Per altro, come io ho sempre, egualmente volentieri che gli stessi applausi, ascoltate le varie critiche che furon fatte alle mie Commedie, mentre si recitavano, poiché se quelli animavano a comporre, queste m'insegnavano a compor meglio; così senza cruccio son apparecchiato ad accogliere anche quelle che lor venissero fatte all'occasion ch'escon da' torchi, collo stesso unico oggetto di profittarmi de' buoni lumi che potessi indi trarne, ora per sempre disobbligandomi per altro dal far loro la minima risposta. Le composizioni di niun valore non sono nemmeno oggetto degno di critica. Che se alle mie Commedie ne sono state fatte, o se ne faran tuttavia in avvenire, io trarrò quindi un sicuro argomento che degne sieno di osservazione, e però fornite di qualche merito. In fatti, se quelli che o due o tre anni fa sofferivano sul Teatro improprietà, inezie, Arlicchinate da mover nausea agli stomachi più grossolani, son divenuti al presente così dilicati, che ogn'ombra d'inverisimile, ogni picciolo neo, ogni frase o parola men che toscana li turba e travaglia, io posso senza arroganza attribuirmi il merito d'aver il primo loro ispirata una tal dilicatezza col mezzo di quelle stesse Commedie che alcuni di essi indiscretamente, ingratamente, e fors'anche talvolta senza ragione si sono messi, o si metteranno a lacerare.
Quanto alla Lingua ho creduto di non dover farmi scrupolo d'usar molte frasi e voci Lombarde, giacché ad intelligenza anche della plebe più bassa che vi concorre, principalmente nelle Lombarde Città dovevano rappresentarsi le mie Commedie. Ad alcuni idiotismi Veneziani, ed a quelle di esse che ho scritte apposta per Venezia mia Patria, sarò in necessità di aggiungere qualche noterella, per far sentire le grazie di quel vezzoso dialetto a chi non ha tutta la pratica. Il Dottore che recitando parla in Lingua Bolognese, parla qui nella volgare Italiana.
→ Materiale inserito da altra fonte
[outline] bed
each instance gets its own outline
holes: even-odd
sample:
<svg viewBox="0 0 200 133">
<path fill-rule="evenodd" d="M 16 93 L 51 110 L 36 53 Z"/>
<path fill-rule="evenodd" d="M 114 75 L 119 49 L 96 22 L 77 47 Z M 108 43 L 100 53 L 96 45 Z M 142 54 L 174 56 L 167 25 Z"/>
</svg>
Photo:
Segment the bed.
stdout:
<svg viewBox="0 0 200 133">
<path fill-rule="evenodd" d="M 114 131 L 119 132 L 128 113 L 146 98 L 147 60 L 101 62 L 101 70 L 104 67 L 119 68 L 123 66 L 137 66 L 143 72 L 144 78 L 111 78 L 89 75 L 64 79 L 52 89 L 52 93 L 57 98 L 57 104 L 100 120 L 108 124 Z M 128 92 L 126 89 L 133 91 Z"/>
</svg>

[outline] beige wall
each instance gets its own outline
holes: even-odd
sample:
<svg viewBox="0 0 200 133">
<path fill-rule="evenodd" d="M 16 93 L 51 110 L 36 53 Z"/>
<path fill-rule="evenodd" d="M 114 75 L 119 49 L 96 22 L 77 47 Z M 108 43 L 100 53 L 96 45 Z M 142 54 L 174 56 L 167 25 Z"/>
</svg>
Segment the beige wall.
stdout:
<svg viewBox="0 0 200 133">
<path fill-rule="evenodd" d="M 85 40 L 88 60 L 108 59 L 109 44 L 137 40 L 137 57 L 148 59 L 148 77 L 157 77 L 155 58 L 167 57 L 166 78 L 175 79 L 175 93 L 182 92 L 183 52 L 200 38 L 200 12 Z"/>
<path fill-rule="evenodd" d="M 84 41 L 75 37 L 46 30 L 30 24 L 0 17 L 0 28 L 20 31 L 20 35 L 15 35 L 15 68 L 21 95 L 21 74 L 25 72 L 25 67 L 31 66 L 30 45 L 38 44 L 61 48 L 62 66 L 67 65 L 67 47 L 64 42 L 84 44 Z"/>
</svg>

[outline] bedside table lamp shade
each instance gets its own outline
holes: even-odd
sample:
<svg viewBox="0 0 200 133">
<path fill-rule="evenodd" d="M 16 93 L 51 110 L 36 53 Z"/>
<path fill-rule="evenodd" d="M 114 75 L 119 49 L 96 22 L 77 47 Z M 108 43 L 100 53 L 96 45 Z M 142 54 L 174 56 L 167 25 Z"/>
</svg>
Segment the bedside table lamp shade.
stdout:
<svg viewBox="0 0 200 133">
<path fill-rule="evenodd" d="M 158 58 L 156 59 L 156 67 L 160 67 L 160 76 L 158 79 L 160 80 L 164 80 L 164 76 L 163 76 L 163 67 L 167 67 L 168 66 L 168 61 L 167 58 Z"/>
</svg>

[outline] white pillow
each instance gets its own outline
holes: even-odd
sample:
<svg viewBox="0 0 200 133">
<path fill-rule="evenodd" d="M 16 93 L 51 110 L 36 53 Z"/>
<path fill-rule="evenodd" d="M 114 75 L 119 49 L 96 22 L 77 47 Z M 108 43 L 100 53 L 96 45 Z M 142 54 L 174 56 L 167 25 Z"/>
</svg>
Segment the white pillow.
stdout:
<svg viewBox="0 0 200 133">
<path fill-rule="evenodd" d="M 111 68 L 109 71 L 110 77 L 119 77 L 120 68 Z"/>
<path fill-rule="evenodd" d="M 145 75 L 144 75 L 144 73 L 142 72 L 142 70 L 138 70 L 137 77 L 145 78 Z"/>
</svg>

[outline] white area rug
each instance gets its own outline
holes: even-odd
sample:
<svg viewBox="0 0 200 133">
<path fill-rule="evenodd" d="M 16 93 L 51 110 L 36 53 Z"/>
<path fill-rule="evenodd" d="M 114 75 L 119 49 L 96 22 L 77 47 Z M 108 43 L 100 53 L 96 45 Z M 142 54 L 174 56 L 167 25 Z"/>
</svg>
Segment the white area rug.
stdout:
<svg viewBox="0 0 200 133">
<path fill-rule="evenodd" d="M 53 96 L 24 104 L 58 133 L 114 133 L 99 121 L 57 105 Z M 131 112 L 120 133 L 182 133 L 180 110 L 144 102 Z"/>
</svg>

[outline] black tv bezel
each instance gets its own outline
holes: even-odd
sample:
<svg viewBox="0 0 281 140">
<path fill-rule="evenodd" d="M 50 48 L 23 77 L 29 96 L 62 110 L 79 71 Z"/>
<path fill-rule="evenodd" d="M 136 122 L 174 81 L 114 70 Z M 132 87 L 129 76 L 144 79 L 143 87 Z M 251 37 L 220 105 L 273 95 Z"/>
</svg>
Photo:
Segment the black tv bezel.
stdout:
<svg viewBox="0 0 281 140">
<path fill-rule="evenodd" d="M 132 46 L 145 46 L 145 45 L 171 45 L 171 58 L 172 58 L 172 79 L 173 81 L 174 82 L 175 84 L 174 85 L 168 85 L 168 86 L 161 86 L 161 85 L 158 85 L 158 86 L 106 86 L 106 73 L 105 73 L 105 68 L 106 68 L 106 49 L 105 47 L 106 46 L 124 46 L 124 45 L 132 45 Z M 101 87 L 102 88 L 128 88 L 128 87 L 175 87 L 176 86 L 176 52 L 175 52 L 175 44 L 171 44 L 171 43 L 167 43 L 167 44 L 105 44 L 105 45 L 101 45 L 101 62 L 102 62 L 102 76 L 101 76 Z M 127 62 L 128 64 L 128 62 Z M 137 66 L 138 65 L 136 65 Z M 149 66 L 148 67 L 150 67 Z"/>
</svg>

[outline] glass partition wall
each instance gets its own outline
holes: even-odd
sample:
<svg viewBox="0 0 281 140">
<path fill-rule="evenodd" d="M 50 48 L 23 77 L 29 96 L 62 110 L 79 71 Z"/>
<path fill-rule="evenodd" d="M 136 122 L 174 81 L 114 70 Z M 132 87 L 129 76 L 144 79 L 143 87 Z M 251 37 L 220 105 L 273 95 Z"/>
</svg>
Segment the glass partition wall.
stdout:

Lo stile poi l'ho voluto qual si conviene alla Commedia, vale a dir semplice, naturale, non accademico od elevato. Questa è la grand'Arte del Comico Poeta, di attaccarsi in tutto alla Natura, e non iscostarsene giammai. I sentimenti debbon esser veri, naturali, non ricercati, e le espressioni a portata di tutti; conciossiaché, osserva a questo proposito il da me tante volte nominato Padre Rapin, «bisogna mettersi bene in capo, che i più grossolani tratti della natura piacciono sempre più che i più delicati fuori del naturale».
Io mi accorgo d'essere uscito dal mio primo proponimento, e di aver già fatta alle mie Commedie, senza avvedermene e senza volerlo, una Prefazione, se non erudita, certamente lunga. Finisco però senza più dilungarmi, pregando i miei Leggitori di volere ne' Tomi che seguiran questo primo, attendere Commedie meno imperfette, e ad usar verso di esse tanto maggior discretezza, quanto in loro coscienza si sentissero minor forza di farne delle migliori.